16 novem­bre 2022. L’immense lanceur SLS décolle du com­plexe de lance­ment 39 du Cen­tre Spa­tial Kennedy, en Floride avec comme mis­sion d’envoyer autour de la Lune le nou­veau vais­seau spa­tial Ori­on, dévelop­pé par l’Agence spa­tiale améri­caine (mod­ule hab­it­able) et l’Agence spa­tiale européenne (mod­ule de service).

Cette mis­sion, nom­mée Artemis I, a été un franc suc­cès mais n’a con­sti­tué que la pre­mière étape pour pré­par­er le retour des humains vers la Lune en 2024 (sur­vol par le vais­seau Ori­on habité, cette fois-ci) et 2025 (où un homme et une femme devraient fouler à nou­veau le sol lunaire).

Mais, con­traire­ment au pro­gramme Apol­lo des années 70, ce nou­veau pro­gramme de retour habité sur la Lune s’inscrit dans la durée. En effet, sont déjà prévues la mise en orbite prochaine d’une sta­tion spa­tiale lunaire sim­i­laire à la Sta­tion Spa­tiale Inter­na­tionale (plusieurs mod­ules sont déjà con­stru­its) et l’installation pro­gres­sive, au sol, d’une base lunaire, d’abord vis­itée ponctuelle­ment par les astro­nautes mais dont l’objectif à terme est d’être habitée en permanence.
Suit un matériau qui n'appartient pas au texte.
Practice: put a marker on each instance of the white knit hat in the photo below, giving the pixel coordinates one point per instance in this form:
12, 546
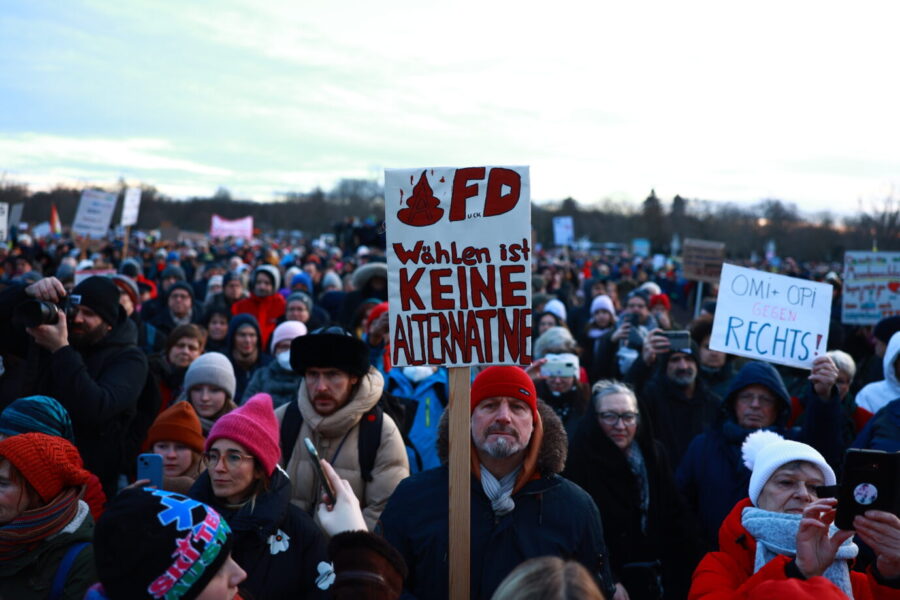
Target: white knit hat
765, 452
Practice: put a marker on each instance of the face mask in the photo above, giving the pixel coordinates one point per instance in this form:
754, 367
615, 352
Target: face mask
417, 374
284, 359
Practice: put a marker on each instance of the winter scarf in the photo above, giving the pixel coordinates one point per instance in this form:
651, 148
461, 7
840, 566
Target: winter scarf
776, 533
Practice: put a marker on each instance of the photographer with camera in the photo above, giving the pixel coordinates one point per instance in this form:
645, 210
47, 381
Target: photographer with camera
84, 355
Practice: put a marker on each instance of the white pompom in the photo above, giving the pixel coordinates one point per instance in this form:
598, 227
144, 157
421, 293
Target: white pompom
755, 442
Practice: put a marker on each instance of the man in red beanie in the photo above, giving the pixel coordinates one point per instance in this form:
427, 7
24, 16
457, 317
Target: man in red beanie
521, 507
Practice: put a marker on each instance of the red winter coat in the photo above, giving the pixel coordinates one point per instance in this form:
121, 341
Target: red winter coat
728, 574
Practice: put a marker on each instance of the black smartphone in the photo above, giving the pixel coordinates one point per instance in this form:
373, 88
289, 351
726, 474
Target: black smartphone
870, 480
326, 483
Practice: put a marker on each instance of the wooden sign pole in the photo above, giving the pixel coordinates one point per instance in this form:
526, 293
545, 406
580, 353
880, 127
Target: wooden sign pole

Astro­nautes tra­vail­lant près d’une petite base mobile lunaire (crédit : NASA). 

Pour met­tre en œuvre cet ambitieux pro­gramme, il est néces­saire de s’adapter au milieu hos­tile de la Lune et de dévelop­per des instal­la­tions capa­bles de main­tenir une zone hab­it­able dans ce qui est l’un des envi­ron­nements les plus extrêmes que l’humains ait jamais con­nu. Par­lons aujourd’hui des défis tech­nologiques et indus­triels qui se pro­fi­lent sur la Lune pour ces prochaines décennies.

Un environnement hostile à apprivoiser

Pour main­tenir un habi­tat sta­ble et sûr, il faut com­mencer par analyser l’environnement dans lequel on veut s’installer et con­naître les con­traintes qu’il va faire peser sur les con­struc­tions et les per­son­nes. Comme la Lune est plus petite que la Terre, sa masse est plus faible. La grav­ité lunaire est ain­si 6 fois plus faible que la grav­ité ter­restre : tous les cal­culs d’architecture, de struc­tures et de résis­tance des matéri­aux sont alors à revoir en profondeur.

De plus, la Lune a une rota­tion très lente. Là-bas, une journée dure env­i­ron 2 semaines ter­restres, tout comme la nuit. Et sans atmo­sphère pour homogénéis­er les tem­péra­tures entre le côté éclairé et le côté som­bre, les tem­péra­tures vari­ent de 120 °C le jour jusqu’à ‑250 °C la nuit ! Sans compter que sur la Lune, les météoroïdes arrivent intacts et à pleine vitesse jusqu’au sol.

Enfin, il faut pren­dre en compte l’irradiation per­ma­nente de la sur­face lunaire par les rayons cos­miques, ce flux de par­tic­ules dont une dose exces­sive peut provo­quer brûlures, stéril­ité ou appari­tion de cancers.

Base lunaire déployée à l’intérieur d’un ancien tube de lave lunaire (crédit : Sebas­t­ian Luca).

Plusieurs options ont été étudiées pour con­tr­er ces effets. Il a par exem­ple été envis­agé d’utiliser d’anciens tun­nels de lave, présents juste en-dessous de la sur­face de la Lune, pour y bâtir un envi­ron­nement pro­tégé, à l’abri des con­di­tions extérieures (voir illus­tra­tion ci-dessous). Mais le pro­gramme Artemis prévoit aujourd’hui de s’établir près du pôle Sud lunaire, où il n’y a pour l’instant pas de traces de ces vastes tun­nels souterrains.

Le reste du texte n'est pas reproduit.